Specifying the request method in the `url` tag.

I would like to know if it is possible to specify whether a request method can be specified in the url tag {% url 'some_view' %}

My use case is after submitting a form, I have a button that takes the user to another view that displays the data in a processed manner and then have a button on that page to go back to the forms page. With the above url tag, it just makes a GET request and the form data is lost.

Ideally, I’d like to retain the already present data in the form.

Any pointers would be appreciated. Thanks !

Three options that I can think of are:

  • Serialize the form into the querystring and attach it at the end of the {% url %} tag with something like {% url ... %}?{{ form_querystring }} You could do it all in the template, but it might be cleaner and easier to test if you serialize the submission in the view. Keep in mind that this will expose all of the data in the url when they go back.
  • Make the button submit a hidden form. Here you’d render all of the values as hidden inputs, change the button to submit the form and set the action attribute for the form to the previous url. That way, the user makes a POST to get back to the previous page and avoids exposing the data in the URL.
  • Store the data in the session, database or some other server side persistent store.

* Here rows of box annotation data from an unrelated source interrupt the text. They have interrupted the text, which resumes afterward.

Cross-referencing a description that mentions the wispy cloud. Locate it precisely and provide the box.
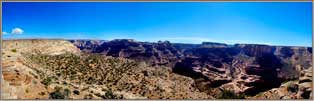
[2,32,8,35]
[11,28,24,34]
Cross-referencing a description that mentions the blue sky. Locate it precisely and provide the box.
[2,2,312,46]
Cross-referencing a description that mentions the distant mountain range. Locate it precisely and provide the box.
[2,39,313,99]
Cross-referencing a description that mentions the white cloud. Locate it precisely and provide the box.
[11,28,24,34]
[2,32,8,35]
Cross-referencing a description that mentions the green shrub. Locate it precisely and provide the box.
[217,90,245,99]
[287,83,299,92]
[11,49,17,53]
[49,91,65,99]
[73,90,80,95]
[39,92,46,95]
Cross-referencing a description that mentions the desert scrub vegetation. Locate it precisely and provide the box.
[217,90,245,99]
[11,49,17,53]
[49,86,71,99]
[23,53,137,85]
[22,53,206,99]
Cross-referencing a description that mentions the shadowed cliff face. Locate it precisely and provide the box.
[71,39,312,95]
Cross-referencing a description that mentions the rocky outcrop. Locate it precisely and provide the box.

If the data has some sensitive information that you don’t want leaked via the URL, go with the POST. If it’s filtering and search values, similar to what the Django Admin does I’d choose the GET and querystring approach.

The reason I’m not a fan of storing it in the session is that session logic can be hard to debug. If the request has all the data you need to render the response, bugs are easier to track down and fix.

Any reading material on this ? I am not new to Django but I don’t know how to serialize a form (or rather what serializing a form means)

I just wanted to add the clarification here that the URL tag has nothing to do with the request method. It just renders as a string. The request method is dependent upon the HTML element / JavaScript that invokes the URL. For example, an a tag is going to create a GET, while the submit button of a form would generate a POST. With JavaScript you can invoke a URL using any verb you choose.

Serialization is taking data or an object and translating it into a format that can be stored or transmitted. In this case, I am suggesting taking the data you want apply when going “back” and translating it into a query string. For example:

{
    "foo": "bar",
    "spam": 1,
}

When crafted into a query string becomes foo=bar&spam=1. Django parses the querystring automatically and makes it accessible via request.GET which is an instance of QueryDict.

One way of crafting a query string would be to use QueryDict.urlencode. There is also a way to do this without using Django or a QueryDict: see this SO answer.

I understand the solution but what if there are multiple forms in a view ? How would I know how to pass the request.GET data to the right form among others in a view ?

Does the data needed change between forms? I’ve realized that you’re submitting the form, then attempting to go somewhere else. When the initial form is submitted, does the server store that data in the database?

It’s probably time for more details of your use case.

Yeah. Apologies for not being specific enough.

Yes. Each form is independent (I have multiple forms in a view, each independent of the other) and has it’s own functionality but all in a single view.

Yes. Each form has a submit button that takes it to a different page and the data is shown. Each of those different pages has a “Go back” sort of a button that brings it back to the main page (where all the forms are rendered). However since this actions is essentially a GET request, I loose the form data for all forms (main issue I want to solve)

No, I am not using any database of any kind. (Plus I don’t want to actually)

One option would be to convert the page into a Single Page Application with some JavaScript and make the form submissions via AJAX so that the browser maintains the state.

Another option would be to use some JavaScript that would store the data into the browser’s Local Storage so it can be loaded up when the page loads.